The politics of the Middle East will never be the same again.
That’s the message UF history professor Matthew Jacobs brought to a handful of students and guests, as well as an online audience, Tuesday at the Emerson Alumni Hall.
The lecture, titled “After Egypt’s Days of Rage: U.S. Relations With a Changed Middle East,” is the first in a new lecture series, “Hear and Now—Student Perspective.”
Sponsored by the UF Alumni Association, the lectures are designed to help students better understand the nuances of current events. Each lecture is live-streamed online and is available after at alumni.ufl.edu/outreach.

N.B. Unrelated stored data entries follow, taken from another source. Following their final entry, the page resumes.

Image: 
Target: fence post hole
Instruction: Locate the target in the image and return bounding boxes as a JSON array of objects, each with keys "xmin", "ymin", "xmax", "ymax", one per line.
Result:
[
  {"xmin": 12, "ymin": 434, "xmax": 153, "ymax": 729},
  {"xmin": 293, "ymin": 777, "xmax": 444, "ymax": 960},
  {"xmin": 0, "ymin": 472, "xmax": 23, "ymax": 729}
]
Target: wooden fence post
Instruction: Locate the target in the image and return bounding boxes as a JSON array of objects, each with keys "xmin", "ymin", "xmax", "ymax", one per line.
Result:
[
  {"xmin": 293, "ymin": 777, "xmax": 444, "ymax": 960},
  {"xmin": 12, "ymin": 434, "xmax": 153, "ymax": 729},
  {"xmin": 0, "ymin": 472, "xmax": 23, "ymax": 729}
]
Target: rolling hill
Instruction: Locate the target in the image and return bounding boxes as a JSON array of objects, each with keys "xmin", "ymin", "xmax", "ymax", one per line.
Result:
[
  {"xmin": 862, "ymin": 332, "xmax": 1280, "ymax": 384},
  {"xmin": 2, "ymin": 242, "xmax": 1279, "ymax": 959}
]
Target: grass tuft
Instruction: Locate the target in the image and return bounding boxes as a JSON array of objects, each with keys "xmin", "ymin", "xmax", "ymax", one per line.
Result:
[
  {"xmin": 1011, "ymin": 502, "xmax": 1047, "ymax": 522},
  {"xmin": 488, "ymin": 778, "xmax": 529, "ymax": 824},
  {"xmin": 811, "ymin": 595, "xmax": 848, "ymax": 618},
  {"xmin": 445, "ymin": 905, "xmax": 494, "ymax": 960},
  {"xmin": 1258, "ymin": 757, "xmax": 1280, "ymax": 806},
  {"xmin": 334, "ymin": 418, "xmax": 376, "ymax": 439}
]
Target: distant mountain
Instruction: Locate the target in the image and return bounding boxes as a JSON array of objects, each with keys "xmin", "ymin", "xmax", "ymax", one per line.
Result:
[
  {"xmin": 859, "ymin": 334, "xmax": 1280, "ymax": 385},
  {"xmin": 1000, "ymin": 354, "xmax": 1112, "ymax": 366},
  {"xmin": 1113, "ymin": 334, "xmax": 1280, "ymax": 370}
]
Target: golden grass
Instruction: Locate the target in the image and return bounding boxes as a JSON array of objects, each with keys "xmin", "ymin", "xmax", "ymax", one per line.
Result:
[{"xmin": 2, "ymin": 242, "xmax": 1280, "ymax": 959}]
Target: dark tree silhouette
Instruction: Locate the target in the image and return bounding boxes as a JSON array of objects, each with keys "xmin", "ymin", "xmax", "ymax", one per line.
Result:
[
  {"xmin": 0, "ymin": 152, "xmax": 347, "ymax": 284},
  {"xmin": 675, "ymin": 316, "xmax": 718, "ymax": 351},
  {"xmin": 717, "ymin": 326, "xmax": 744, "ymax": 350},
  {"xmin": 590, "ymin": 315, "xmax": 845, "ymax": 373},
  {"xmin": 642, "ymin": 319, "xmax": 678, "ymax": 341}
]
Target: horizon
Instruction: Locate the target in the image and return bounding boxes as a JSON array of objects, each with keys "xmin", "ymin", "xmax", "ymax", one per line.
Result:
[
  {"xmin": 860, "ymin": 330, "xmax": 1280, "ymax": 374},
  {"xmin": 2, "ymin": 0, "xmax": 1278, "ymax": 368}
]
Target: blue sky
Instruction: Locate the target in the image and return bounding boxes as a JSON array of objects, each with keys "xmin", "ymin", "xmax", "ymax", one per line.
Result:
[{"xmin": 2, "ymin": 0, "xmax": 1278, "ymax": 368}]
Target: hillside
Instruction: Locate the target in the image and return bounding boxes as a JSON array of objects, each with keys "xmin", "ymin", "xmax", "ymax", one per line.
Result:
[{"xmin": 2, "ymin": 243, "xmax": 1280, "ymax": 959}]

Jacobs began with a brief overview of the Egyptian president’s history and told how Mubarak came to power in 1981. He showed the ties between the U.S. and Mubarak’s government and outlined the political and economic investments of American leaders that could have swayed them to give support.
However, as the protests continued, it became clear the issue was one of democratic freedoms and a people’s right to govern, something the U.S. government touts and could use to help improve its image in the region.
“It’s not often that you get the chance to hit the reset button,” Jacobs said.
He said the important thing for the U.S. to do now is have a keen sense about its power and resources while showing general support for the civility of the new government. The U.S., he said, should focus less on the nature of emerging political groups and more on supporting the growth of an array of options.
“I think (the Middle East) is already changed. The question is, ‘How much?’” he said. “Clearly the populations are not going to be cowed as they had been recently. … It’s people who make revolutions and that’s crucial to recognize.”
Erica Ngoenha, a political science junior who attended, said she’s been captivated by media reports of the revolution and wanted a clearer understanding of the country’s past, how it got here and where it might be going.
She said she hopes our country can help them to move forward politically and economically, to help them rebuild and bring back some stability.
“I think it’s great the Egyptian people have had their voices heard,” she said.